NFL Playoffs: Why Russell Wilson, Seahawks Can (And Can’t) Win Super Bowl LV

Can Seattle finally make up for the Malcolm Butler interception?


January 7, 2021

It’s been six years since Malcolm Butler intercepted Seattle Seahawks quarterback Russell Wilson at the goal line in Super Bowl XLIX, handing the New England Patriots their fourth of six titles during the Tom Brady-Bill Belichick era.

The Seahawks still are chasing their second Lombardi Trophy with Wilson as their QB and Pete Carroll as their head coach.
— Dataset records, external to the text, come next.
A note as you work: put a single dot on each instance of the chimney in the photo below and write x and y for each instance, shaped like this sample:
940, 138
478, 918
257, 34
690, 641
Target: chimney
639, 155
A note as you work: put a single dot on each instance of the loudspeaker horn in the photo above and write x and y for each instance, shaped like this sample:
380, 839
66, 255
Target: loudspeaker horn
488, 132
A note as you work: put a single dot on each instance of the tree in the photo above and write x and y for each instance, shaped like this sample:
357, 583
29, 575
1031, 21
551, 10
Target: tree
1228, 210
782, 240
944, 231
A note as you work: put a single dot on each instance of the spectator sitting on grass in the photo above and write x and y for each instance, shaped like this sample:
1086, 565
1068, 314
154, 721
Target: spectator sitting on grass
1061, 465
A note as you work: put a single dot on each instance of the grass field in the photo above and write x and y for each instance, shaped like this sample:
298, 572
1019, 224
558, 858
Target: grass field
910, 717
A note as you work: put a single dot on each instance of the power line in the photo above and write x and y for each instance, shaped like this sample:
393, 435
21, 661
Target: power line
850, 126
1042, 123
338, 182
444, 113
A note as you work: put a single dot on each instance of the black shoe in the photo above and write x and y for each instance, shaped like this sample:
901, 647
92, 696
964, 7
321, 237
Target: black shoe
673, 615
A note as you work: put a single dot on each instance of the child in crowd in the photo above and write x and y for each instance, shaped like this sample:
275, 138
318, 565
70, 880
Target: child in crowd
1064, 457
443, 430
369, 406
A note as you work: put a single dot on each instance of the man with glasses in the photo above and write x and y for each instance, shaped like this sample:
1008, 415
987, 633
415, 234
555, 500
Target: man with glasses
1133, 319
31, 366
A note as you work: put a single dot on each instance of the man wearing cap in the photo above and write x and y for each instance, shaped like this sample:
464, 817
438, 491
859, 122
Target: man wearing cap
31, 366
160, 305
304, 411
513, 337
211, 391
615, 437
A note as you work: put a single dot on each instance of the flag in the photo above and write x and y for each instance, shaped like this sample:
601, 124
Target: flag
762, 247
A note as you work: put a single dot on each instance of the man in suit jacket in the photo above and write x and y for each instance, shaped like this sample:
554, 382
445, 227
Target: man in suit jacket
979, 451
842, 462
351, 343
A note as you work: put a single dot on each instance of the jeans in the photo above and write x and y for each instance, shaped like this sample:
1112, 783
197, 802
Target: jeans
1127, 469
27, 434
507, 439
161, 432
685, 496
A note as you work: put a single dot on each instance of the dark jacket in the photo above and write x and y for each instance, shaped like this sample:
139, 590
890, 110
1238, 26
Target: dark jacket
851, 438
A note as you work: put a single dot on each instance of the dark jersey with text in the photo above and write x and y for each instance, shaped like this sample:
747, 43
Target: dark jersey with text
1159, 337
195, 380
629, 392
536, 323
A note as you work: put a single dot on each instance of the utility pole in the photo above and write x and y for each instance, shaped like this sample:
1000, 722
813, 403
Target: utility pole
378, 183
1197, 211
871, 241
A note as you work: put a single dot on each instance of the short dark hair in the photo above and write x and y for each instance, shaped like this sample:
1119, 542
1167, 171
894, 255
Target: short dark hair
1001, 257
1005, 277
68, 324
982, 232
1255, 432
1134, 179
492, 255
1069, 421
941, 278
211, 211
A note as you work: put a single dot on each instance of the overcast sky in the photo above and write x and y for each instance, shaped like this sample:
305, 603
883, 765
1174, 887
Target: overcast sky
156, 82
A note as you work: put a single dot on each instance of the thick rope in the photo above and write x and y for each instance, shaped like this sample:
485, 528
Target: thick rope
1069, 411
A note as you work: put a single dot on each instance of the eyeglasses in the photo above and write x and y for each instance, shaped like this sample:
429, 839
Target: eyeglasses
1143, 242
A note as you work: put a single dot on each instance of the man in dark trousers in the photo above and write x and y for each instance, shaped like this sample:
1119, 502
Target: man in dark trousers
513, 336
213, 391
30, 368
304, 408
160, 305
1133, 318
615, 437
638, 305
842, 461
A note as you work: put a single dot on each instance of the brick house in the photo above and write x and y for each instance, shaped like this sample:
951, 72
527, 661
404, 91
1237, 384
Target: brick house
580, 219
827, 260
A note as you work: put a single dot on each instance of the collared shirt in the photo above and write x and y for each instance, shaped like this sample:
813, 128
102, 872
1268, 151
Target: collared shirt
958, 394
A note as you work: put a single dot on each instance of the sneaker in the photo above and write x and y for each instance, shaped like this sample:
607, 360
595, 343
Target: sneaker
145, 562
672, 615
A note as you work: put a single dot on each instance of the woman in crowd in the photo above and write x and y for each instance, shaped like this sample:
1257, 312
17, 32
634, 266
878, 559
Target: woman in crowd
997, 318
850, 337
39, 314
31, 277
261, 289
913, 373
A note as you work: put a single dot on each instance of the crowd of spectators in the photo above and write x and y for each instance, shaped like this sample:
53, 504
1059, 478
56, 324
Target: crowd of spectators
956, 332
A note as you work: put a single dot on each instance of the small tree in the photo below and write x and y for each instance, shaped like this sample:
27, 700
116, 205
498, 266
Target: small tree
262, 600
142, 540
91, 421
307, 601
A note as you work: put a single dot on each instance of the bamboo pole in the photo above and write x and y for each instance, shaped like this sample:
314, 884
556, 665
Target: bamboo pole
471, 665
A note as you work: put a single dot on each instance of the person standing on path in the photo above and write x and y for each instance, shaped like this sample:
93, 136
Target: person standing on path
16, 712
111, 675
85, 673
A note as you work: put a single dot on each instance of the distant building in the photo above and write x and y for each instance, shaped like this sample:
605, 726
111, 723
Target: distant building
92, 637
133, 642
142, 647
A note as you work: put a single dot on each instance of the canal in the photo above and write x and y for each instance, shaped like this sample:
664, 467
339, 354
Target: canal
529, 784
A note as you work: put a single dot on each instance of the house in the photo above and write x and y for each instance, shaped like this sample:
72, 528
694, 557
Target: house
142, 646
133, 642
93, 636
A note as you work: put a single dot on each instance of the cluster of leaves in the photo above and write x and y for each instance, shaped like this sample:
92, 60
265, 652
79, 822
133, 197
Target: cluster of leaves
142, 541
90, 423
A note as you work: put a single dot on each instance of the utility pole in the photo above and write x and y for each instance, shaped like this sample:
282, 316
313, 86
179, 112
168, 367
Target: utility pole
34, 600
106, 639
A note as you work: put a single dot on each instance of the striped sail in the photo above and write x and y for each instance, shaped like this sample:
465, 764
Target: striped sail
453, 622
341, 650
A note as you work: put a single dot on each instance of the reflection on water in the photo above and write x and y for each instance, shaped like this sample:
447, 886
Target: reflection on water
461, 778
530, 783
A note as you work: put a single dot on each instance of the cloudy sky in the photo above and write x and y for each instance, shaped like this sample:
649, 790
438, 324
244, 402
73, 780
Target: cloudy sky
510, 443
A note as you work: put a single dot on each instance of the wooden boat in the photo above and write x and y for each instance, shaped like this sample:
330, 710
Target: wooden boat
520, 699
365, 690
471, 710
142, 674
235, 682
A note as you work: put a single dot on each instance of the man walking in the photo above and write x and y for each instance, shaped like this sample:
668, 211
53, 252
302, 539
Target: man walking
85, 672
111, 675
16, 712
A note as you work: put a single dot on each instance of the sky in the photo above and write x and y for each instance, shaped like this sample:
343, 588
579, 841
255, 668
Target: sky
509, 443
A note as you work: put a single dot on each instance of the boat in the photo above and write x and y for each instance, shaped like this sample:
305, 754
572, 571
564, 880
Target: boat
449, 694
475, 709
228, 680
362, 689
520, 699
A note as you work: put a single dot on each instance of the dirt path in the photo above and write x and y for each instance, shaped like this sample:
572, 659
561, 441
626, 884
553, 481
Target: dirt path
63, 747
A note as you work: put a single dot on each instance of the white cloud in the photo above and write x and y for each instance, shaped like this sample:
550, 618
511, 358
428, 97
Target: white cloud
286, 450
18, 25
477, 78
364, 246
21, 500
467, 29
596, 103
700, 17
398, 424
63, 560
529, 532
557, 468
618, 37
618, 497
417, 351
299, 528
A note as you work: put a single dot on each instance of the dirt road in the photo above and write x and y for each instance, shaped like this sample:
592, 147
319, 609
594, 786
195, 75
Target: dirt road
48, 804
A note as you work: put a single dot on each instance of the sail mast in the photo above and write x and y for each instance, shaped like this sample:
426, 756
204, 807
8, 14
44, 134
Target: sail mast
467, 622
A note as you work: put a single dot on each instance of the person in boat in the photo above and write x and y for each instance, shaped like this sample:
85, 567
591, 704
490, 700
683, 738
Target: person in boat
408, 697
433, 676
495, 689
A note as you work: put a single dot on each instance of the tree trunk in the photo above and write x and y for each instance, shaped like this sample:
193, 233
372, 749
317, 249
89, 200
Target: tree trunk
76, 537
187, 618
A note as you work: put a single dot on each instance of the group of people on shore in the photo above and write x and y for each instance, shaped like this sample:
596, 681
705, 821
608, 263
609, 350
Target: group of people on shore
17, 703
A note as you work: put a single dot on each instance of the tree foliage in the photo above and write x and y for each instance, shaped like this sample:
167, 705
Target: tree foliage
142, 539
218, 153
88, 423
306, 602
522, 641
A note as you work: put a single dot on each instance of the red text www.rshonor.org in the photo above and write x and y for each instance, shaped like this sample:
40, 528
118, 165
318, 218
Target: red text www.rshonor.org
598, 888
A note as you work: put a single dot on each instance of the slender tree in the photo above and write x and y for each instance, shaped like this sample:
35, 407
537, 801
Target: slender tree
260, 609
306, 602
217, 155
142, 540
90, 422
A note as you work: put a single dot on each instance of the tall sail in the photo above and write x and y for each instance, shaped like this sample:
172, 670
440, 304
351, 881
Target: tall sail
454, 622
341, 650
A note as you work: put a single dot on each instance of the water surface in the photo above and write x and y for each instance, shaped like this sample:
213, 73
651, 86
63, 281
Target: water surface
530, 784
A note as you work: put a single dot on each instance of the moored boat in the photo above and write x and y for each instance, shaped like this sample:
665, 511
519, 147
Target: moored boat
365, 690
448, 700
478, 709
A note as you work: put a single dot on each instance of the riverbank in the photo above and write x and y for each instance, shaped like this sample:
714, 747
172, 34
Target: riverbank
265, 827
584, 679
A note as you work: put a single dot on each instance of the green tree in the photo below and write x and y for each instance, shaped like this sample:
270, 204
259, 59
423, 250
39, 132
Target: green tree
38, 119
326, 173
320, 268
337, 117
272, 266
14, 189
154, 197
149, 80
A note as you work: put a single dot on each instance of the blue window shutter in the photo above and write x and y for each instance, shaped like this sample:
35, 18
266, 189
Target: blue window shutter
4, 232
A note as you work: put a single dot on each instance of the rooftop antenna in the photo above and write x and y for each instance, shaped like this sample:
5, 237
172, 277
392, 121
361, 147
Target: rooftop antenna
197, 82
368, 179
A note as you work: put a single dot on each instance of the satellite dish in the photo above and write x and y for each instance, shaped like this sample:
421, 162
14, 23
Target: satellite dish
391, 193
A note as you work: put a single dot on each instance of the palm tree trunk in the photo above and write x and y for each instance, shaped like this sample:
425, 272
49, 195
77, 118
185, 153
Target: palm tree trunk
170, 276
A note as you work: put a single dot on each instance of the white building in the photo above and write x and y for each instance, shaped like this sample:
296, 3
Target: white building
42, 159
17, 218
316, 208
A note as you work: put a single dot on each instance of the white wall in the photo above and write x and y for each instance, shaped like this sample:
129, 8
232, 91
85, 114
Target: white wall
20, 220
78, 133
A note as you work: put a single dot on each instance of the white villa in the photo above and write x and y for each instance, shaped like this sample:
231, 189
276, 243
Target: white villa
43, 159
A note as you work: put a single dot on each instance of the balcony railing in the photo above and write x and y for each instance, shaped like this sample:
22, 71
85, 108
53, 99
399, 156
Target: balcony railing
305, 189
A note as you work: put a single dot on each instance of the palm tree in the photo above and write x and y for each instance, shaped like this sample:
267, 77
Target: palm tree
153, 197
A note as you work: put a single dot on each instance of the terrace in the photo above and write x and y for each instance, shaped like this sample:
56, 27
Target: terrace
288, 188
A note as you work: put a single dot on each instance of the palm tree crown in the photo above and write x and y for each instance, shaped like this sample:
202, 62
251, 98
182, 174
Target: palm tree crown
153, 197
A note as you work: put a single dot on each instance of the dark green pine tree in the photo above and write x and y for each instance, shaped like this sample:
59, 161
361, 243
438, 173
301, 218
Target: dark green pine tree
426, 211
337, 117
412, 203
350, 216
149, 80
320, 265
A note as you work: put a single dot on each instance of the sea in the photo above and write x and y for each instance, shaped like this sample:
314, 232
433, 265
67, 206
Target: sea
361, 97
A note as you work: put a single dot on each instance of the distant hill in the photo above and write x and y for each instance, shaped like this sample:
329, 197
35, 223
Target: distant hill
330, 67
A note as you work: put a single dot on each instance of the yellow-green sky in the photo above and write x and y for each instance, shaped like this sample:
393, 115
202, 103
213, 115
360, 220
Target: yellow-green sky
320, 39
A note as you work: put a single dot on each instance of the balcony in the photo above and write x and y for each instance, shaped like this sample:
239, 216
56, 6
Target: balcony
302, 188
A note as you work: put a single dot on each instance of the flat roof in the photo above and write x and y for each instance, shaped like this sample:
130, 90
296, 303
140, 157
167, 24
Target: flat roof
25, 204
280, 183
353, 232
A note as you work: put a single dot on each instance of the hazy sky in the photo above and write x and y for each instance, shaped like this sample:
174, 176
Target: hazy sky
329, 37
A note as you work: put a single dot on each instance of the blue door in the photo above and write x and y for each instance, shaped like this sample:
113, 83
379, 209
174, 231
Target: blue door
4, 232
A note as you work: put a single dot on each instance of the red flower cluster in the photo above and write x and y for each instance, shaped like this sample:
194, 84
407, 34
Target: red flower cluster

But this could be Seattle’s best chance yet to break through, as the Seahawks are coming off a regular season in which they posted a 12-4 record en route to winning the NFC West. They’ll enter the NFL playoffs as the NFC’s No. 3 seed, trailing only the Green Bay Packers and New Orleans Saints.

The Seahawks kick off their postseason journey Saturday with a home matchup against the Los Angeles Rams on Super Wild Card Weekend. The division rivals split their regular-season series, though those games obviously have no bearing on the upcoming showdown.

Can Seattle string together four consecutive postseason wins to return to the NFL’s pinnacle? Let’s evaluate why the Seahawks can and can’t win Super Bowl LV.

It starts with the quarterback.

Wilson tailed off to some extent down the stretch after looking like an MVP frontrunner early in the season. But he still was excellent overall, finishing as Pro Football Focus’ sixth-graded passer after throwing for 4,212 yards with 40 touchdowns and a career-best 73.7 total QBR.

Seattle’s offense, which ranked sixth in Football Outsiders’ total DVOA, features two excellent wide receivers, DK Metcalf and Tyler Lockett, each of whom finished with at least 1,000 yards. And don’t sleep on the Seahawks’ ground game, either, spearheaded by Chris Carson.

That said, the real reason for optimism in the Pacific Northwest might be Seattle’s defense, which has made significant strides since starting the year on a historically bad pace.

The Seahawks rank second in sacks, second in pass yards allowed per attempt and third in yards allowed per game since Week 10. Seattle had the highest-graded run defense during the regular season, per PFF.

The return of safety Jamal Adams and the trade deadline acquisition of defensive end Carlos Dunlap undoubtedly helped turn things around.

Again, it starts with the quarterback.

While obviously an exceptional signal-caller, Wilson ranked among the NFL’s five most likely players to commit a turnover since Week 7, as noted by He finished with a career-worst 13 interceptions.

The whole “Let Russ Cook” concept is predicated on him often being the best player on the field. And he’ll need to perform up to those lofty expectations for Seattle to reach its postseason ceiling.

Defensively, the Seahawks should be fine, unless Adams’ shoulder injury proves troublesome. They did rank 20th in Football Outsiders’ pass defense DVOA for the season, though, mostly due to their slow start. So, they’re not exactly impenetrable, particularly in coverage.

On paper, both the Packers and Saints are better. The Tampa Bay Buccaneers might be, too, and it’ll take a strong effort just for the Seahawks to advance past the Rams this weekend.

One shouldn’t rule out a deep playoff run for Seattle, by any means. But the road to Super Bowl LV will be challenging.